«Ci sono molti paesi che guardano al protocollo con l’Albania, ci siamo fatti promotori di una riunione di paesi che la pensano come noi, e Ursula von der Leyen va ringraziata perché ci ha aiutati in questi anni», ha detto Giorgia Meloni alla vigilia del Consiglio europeo.

Anche stavolta l’Italia è l’apripista, ma durante la pandemia era stata ispiratrice di un meccanismo di solidarietà; nell’èra Meloni e con un’Europa che slitta a destra (a cominciare dalla Commissione europea), diventa sperimentatrice di disumanità. «Con l’inizio delle operazioni del protocollo tra Italia e Albania, potremo trarre lezioni da questa esperienza nella pratica», ha detto von der Leyen ai leader in vista del summit di questo giovedì, intercettando i gradimenti dei governi nei quali l’estrema destra è azionista di maggioranza – come l’Olanda dei successi di Geert Wilders – e il panico elettorale di quelli che l’estrema destra la sentono alle calcagna.

A cominciare dalla Germania che tanto influenza e orienta la presidente: dopo le elezioni regionali, lo stesso governo Scholz ha reagito all’avanzata dei postnazisti tirando un colpo mortale alla libertà di circolazione e a Schengen; non c’è troppo da stupirsi che in questo contesto la stessa ministra degli Interni socialdemocratica Nancy Faeser si entusiasmi con von der Leyen su un cambio del sistema di rimpatri.

Dietro le «soluzioni innovative» delle quali Commissione e Consiglio discutono, c’è il ben poco innovativo trattamento disumano dei lager fuori confine. E se le «soluzioni innovative» non sono compatibili con il diritto, ecco che von der Leyen si propone di mutare le regole.

Fuori dall’Ue, pure il laburista britannico Keir Starmer si è detto interessato all’”esperimento albanese”: ormai solo su palazzo della Moncloa sventola una bandierina di contrarietà. Ad agitarla è il premier socialista spagnolo Pedro Sánchez, che con la nuova vicepresidente di Commissione Teresa Ribera avrà in Ue il compito solitario della controtendenza.

Il dibattito tra governi

Questo giovedì si tiene il Consiglio e la delegazione italiana, in compagnia di quella danese e olandese, ha dato appuntamento nei suoi uffici anche agli altri che vogliano discutere di «soluzioni innovative».

Il governo Meloni – che ha esibito le prove generali della deportazione di migranti in celle prefabbricate in Albania proprio alla vigilia di questo vertice – punta a dare un versante europeo all’operazione anzitutto tenendo insieme i 15 stati membri che a maggio scorso (prima delle europee) in una lettera avevano perorato «new solutions», «soluzioni innovative», che nella pratica si declinavano anche come «trasferimenti dei richiedenti asilo»; all’epoca a firmare furono Bulgaria, Repubblica Ceca, Danimarca, Estonia, Grecia, Italia, Cipro, Lettonia, Lituania, Malta, Olanda, Austria, Polonia, Romania e Finlandia.
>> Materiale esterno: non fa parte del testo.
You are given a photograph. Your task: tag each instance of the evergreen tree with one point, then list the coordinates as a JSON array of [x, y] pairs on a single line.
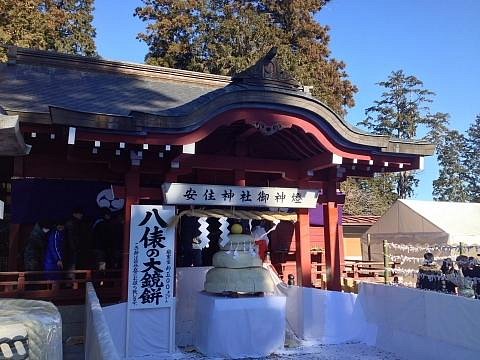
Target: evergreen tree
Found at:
[[403, 107], [226, 36], [450, 185], [472, 160], [59, 25]]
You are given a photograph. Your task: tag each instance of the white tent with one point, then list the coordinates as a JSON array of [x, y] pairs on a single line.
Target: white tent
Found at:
[[416, 222]]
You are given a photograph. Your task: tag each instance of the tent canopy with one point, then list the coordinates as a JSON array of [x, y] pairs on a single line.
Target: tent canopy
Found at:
[[419, 222]]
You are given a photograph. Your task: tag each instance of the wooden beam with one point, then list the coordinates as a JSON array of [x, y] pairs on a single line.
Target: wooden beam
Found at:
[[288, 168]]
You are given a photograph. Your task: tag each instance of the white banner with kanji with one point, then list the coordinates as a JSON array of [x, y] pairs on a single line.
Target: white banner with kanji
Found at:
[[151, 260], [225, 195]]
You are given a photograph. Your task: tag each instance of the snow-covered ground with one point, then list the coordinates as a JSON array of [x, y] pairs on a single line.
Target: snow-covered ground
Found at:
[[350, 351]]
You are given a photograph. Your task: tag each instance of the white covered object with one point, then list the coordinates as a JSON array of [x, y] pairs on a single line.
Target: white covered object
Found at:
[[239, 327], [190, 282], [242, 259], [327, 317], [245, 280], [42, 323], [417, 222]]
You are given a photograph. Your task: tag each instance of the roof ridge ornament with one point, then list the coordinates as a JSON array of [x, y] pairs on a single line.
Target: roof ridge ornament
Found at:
[[267, 72]]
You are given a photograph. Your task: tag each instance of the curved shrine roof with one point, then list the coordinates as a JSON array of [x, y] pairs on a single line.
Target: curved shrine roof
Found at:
[[47, 87]]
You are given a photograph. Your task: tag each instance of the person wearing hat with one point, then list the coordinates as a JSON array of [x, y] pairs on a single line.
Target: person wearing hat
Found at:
[[429, 274], [447, 271], [464, 284]]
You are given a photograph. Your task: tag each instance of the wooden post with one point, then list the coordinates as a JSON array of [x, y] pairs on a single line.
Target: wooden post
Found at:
[[369, 249], [13, 237], [132, 197], [302, 253], [333, 251], [385, 262]]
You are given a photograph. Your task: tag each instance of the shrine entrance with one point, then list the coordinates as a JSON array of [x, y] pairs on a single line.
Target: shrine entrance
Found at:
[[258, 129]]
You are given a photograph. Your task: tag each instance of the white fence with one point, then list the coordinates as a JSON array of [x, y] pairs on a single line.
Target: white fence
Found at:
[[98, 342]]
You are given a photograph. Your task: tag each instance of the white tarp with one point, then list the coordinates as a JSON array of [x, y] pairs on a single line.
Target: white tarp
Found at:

Di quella lettera si trova eco anche nel messaggio di von der Leyen ai governi in vista del Consiglio odierno: «percorsi innovativi», ha preso a chiamarli pure lei.

L’Olanda di Wilders primo partito è entusiasta. «Per il Ppe quello albanese è l’esempio», esulta (e esalta) Antonio Tajani. Il governo greco nota che l’esperimento è rivolto a un numero piccolo di persone: per Atene servono soluzioni di portata europea. Non si discute tanto se l’esperimento sia consono a valori e diritti europei, quanto se sia scalabile.

Fino a tempi recenti l’Ue era considerata una potenza normativa, capace cioè di promuovere globalmente diritti; ora fa l’apripista nello smantellarli, come confermato di recente dal premier polacco Donald Tusk: proprio come hanno fatto prima di lui gli ultraconservatori del Pis, vuol derogare al diritto di asilo con la complicità di Bruxelles.